Our minds stagger at this argument. It presents us with the picture of a God who apparently quite arbitrarily chooses one and rejects the other. To us it is not a valid argument, because it makes God responsible for an action which does not seem to be ethically justified. But the fact remains that it would strike home to a Jew. And even to us, at the heart of this argument one great truth remains. Everything is of God; behind everything is his action; even the things which seem arbitrary and haphazard go back to him. Nothing in this world moves with aimless feet.

 

THE SOVEREIGN WILL OF GOD

Romans 9:14-18

What shall we then say? Are you going to say that there is injustice with God? God forbid! For, he says to Moses: “I will have mercy on whomsoever I will have mercy and I will have pity on whomsoever I will have pity.” So then the whole matter depends not on man’s will and not on man’s effort, but entirely on the mercy of God. For scripture says to Pharaoh: “For this one thing I assigned you a part in the drama of history–that I might demonstrate my power by what happens to you, and that my name might be broadcast throughout all the world.” So then he has mercy on whom he will, but he hardens whom he will.   

Paul now begins to meet the very arguments and objections which rise in our own minds. He has stated that in all Israel’s history the process of selection and election has gone on; he has stressed the fact that this election was based not on any merit of the person elected but on nothing else than the will of God himself. The objector asks: “Is that fair? Is it just of God to pursue a policy of quite arbitrary selection altogether?” Paul’s answer is that God can do what he chooses to do. In the terrible days of the Roman Empire, when no man’s life was safe and any one might die at the whim of an irresponsible and suspicious Emperor, Galba said, when he became Emperor, that now “he could do what he liked and do it to anyone.” To be honest, that is what Paul is saying about God in this passage.

Again he cites two instances to prove his point and buttresses them with scripture quotations. The first is from Exo. 33:19. Moses is beseeching some real proof that God is really with the people of Israel. God’s answer is that he will have mercy on those on whom he chooses to have mercy. His attitude of loving mercy to the nation depends on himself alone. The other instance is from Israel’s battle for release from Egypt and the power of Pharaoh. When Moses first went to ask for that release, he warned Pharaoh that God had simply brought him on to the stage of history to demonstrate the divine power and to serve to all men as an example of what happens to the man who opposes it (Exo. 9-16).

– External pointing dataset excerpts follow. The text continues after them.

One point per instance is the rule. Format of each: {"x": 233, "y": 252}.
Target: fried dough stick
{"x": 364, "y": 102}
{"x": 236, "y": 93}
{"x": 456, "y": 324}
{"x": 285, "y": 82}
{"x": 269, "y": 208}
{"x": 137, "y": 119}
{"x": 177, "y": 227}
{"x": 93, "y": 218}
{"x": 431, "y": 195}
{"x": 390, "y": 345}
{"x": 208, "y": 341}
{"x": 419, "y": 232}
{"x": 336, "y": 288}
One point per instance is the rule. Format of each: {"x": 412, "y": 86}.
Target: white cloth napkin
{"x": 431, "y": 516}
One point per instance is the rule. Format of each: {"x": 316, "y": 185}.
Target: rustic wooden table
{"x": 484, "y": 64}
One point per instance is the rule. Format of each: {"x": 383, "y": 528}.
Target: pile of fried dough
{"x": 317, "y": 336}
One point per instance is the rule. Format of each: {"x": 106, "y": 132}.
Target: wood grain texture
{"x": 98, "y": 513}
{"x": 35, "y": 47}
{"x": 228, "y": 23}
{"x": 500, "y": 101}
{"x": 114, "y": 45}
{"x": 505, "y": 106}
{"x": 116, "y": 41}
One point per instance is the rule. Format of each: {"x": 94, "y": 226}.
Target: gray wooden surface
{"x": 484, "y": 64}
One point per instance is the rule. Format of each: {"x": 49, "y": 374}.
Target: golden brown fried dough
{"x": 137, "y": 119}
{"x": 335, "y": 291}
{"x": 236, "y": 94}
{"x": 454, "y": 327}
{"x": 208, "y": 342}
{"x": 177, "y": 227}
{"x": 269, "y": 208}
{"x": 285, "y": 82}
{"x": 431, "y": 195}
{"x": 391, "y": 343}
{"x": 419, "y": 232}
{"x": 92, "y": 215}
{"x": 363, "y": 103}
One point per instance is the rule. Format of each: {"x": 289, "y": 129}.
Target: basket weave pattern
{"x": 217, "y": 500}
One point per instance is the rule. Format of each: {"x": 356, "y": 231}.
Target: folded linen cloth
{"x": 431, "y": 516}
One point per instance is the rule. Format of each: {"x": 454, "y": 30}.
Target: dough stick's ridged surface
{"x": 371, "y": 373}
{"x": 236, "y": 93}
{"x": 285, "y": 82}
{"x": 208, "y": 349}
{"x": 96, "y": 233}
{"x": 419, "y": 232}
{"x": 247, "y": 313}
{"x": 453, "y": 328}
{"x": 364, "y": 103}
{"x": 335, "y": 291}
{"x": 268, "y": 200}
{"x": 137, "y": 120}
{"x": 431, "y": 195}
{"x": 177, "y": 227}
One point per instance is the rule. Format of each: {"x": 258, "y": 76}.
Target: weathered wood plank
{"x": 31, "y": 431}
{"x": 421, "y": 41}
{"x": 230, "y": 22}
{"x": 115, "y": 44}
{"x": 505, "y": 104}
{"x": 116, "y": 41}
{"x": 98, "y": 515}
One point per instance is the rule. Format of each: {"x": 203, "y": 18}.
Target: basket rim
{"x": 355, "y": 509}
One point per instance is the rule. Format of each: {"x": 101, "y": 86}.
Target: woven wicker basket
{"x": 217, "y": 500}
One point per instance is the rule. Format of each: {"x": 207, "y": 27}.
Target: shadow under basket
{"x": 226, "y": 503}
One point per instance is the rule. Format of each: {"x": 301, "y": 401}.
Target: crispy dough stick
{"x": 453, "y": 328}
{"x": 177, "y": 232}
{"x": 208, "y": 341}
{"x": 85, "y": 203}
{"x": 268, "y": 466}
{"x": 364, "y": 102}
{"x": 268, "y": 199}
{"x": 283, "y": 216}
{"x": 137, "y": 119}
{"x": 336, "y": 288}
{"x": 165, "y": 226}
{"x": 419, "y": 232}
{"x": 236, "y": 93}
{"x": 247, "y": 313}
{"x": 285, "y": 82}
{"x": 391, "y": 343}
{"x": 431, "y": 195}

Once again our mind staggers at this argument. It is, of course, not true to say that God can do anything. He cannot do anything which contradicts his own nature. He cannot be responsible for any act which is unjust and which, in fact, breaks his own laws. We find it hard, and even impossible, to conceive of a God who irresponsibly gives mercy to one and not to another, and who raises up a king to be a mere puppet or lay figure through which his own avenging power may be demonstrated. But the argument would be valid and convincing to a Jew, because again it, in essence, means that God is behind everything.

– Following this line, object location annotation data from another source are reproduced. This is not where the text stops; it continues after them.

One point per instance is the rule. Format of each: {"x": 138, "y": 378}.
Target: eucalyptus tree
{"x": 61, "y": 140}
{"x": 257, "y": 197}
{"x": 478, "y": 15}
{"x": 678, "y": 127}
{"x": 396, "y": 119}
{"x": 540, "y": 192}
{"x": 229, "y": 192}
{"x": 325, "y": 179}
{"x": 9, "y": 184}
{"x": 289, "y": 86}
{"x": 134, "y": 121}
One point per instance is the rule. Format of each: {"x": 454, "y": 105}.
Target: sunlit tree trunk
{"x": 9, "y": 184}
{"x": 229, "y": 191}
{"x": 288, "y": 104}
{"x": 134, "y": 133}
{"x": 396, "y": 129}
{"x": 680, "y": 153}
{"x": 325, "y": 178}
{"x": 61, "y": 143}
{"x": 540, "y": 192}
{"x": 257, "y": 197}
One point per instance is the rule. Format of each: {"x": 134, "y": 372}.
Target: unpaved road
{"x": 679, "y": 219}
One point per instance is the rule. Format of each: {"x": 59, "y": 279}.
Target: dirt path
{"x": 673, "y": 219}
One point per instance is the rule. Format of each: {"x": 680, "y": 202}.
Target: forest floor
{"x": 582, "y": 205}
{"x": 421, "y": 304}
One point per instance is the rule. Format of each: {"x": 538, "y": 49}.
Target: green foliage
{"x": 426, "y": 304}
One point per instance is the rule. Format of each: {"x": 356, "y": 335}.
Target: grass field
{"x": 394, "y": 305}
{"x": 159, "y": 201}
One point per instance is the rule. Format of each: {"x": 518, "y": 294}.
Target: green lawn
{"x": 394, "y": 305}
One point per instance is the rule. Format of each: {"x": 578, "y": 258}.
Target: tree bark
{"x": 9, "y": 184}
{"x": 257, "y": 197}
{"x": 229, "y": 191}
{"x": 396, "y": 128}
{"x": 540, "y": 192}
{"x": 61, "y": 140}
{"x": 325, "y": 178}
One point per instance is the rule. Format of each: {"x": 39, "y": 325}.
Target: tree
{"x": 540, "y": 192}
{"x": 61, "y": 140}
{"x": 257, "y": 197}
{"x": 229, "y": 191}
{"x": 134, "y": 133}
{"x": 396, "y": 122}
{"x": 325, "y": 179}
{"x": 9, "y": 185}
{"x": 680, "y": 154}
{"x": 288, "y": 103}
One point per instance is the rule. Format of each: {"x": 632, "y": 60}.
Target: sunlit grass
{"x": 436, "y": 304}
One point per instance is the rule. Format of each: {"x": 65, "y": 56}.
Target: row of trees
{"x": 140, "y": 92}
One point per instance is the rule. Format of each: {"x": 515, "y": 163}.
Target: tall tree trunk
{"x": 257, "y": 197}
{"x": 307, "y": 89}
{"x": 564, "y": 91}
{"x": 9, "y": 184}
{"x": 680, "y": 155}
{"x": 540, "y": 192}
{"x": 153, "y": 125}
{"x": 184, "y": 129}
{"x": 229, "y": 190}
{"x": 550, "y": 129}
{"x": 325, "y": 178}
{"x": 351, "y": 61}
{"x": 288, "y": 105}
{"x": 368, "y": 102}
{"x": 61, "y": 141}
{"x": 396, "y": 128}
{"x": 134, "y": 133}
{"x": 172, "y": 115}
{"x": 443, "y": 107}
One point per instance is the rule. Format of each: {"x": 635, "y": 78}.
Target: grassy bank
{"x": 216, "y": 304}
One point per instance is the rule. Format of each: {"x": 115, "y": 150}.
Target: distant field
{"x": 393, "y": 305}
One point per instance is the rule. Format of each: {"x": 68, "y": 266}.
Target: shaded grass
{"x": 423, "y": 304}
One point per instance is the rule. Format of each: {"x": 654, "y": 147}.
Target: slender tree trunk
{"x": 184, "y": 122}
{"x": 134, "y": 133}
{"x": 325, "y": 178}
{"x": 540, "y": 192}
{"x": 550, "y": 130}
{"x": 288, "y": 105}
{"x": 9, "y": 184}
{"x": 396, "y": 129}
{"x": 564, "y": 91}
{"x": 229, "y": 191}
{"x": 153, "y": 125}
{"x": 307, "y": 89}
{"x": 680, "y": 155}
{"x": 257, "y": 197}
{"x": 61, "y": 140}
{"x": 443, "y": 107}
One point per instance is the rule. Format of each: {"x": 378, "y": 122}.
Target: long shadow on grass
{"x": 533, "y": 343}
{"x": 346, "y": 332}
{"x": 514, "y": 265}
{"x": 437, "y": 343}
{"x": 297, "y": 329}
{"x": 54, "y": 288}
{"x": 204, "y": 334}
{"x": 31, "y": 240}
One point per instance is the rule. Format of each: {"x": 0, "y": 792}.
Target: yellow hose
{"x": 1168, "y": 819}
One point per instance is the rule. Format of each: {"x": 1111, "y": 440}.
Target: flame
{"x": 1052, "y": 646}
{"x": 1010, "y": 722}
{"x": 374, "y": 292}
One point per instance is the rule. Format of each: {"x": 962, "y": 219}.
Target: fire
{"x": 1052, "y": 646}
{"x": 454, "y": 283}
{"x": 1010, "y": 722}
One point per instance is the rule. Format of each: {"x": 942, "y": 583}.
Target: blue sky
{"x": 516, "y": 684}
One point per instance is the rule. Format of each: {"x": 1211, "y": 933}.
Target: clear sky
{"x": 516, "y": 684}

When we get to the foot of this argument, it does conserve one great truth. It is impossible to think of the relationship between God and man in terms of justice. Man has no claim on God whatever. The created has no claim on the Creator. Whenever justice enters into it, the answer is that from God man deserves nothing and can claim nothing. In God’s dealings with men, the essential things are his will and his mercy.